SOMERVILLE, Mass., Oct. 05, 2021 (GLOBE NEWSWIRE) — Finch Therapeutics Group, Inc. (“Finch” or “Finch Therapeutics”) (Nasdaq: FNCH), a clinical-stage microbiome therapeutics company leveraging its Human-First Discovery® platform to develop a novel class of orally administered biological drugs, today announced that Samuel Allen (Al) Hamood has joined Finch’s Board of Directors. Mr. Hamood is an accomplished executive with over 30 years of experience in finance, business development, corporate strategy, and M&A across several global industry sectors.
“Through the course of his career, Al has been instrumental in developing and driving growth strategies and translating those strategies into operational successes across multiple global industry verticals,” said Mark Smith, PhD, Chief Executive Officer of Finch Therapeutics. “We are excited to welcome him to our board and look forward to leveraging his deep finance expertise as we advance our platform and pipeline of investigational microbiome therapeutics.”
“I am greatly impressed by the progress Finch is making in the microbiome therapeutics space, highlighted by their late-stage CP101 program addressing a serious unmet need and their differentiated platform and pipeline with multiple near-term clinical milestones,” said Mr. Hamood. “I look forward to working closely with the management team and my fellow board members to continue executing on Finch’s strategy, with the goal of delivering value to both patients and shareholders.”
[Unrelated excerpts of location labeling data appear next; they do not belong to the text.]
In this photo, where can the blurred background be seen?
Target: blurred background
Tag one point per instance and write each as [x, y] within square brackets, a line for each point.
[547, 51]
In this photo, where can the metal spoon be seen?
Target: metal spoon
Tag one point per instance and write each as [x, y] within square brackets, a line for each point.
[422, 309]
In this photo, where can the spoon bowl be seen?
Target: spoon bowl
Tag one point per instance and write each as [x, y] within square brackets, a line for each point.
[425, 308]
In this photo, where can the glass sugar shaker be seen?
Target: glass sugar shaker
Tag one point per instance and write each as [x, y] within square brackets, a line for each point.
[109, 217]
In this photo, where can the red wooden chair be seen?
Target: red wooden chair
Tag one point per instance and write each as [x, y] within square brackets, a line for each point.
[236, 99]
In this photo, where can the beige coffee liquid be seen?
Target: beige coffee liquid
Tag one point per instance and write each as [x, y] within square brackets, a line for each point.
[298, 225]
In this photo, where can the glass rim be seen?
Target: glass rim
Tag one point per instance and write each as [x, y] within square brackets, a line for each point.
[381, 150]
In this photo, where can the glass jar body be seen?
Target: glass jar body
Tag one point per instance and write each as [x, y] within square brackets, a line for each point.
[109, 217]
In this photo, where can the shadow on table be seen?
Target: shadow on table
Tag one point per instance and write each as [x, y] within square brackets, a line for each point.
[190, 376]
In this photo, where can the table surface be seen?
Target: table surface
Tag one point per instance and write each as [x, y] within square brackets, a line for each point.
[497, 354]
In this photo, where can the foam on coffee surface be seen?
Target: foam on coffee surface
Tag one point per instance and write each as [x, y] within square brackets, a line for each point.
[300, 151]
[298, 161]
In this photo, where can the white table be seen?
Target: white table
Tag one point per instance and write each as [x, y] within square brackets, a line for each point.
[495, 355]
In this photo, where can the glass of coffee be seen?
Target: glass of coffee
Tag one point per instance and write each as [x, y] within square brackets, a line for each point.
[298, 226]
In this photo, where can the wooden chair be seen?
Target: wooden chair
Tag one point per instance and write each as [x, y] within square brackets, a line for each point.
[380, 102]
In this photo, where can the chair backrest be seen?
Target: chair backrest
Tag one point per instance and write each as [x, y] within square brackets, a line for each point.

Mr. Hamood is currently the President and Chief Administrative and Financial Officer of Culligan International, a multi-billion-dollar global consumer water services corporation operating in over 90 countries. Prior to Culligan, Mr. Hamood served as the acting Chief Executive Officer and President of ATI Physical Therapy, where he managed nearly 1,000 clinics and led over 8,000 employees. Before joining ATI, he served as Executive Vice President and Chief Financial Officer for Change Healthcare, a multi-billion-dollar healthcare technology company. Prior to joining Change Healthcare, Mr. Hamood was the Executive Vice President and Chief Financial Officer of TransUnion, a multinational global information services company. Earlier in his career he held a variety of finance and strategy roles at Hewlett Packard (formerly known as “EDS”), the Walt Disney Company, and Deloitte & Touche.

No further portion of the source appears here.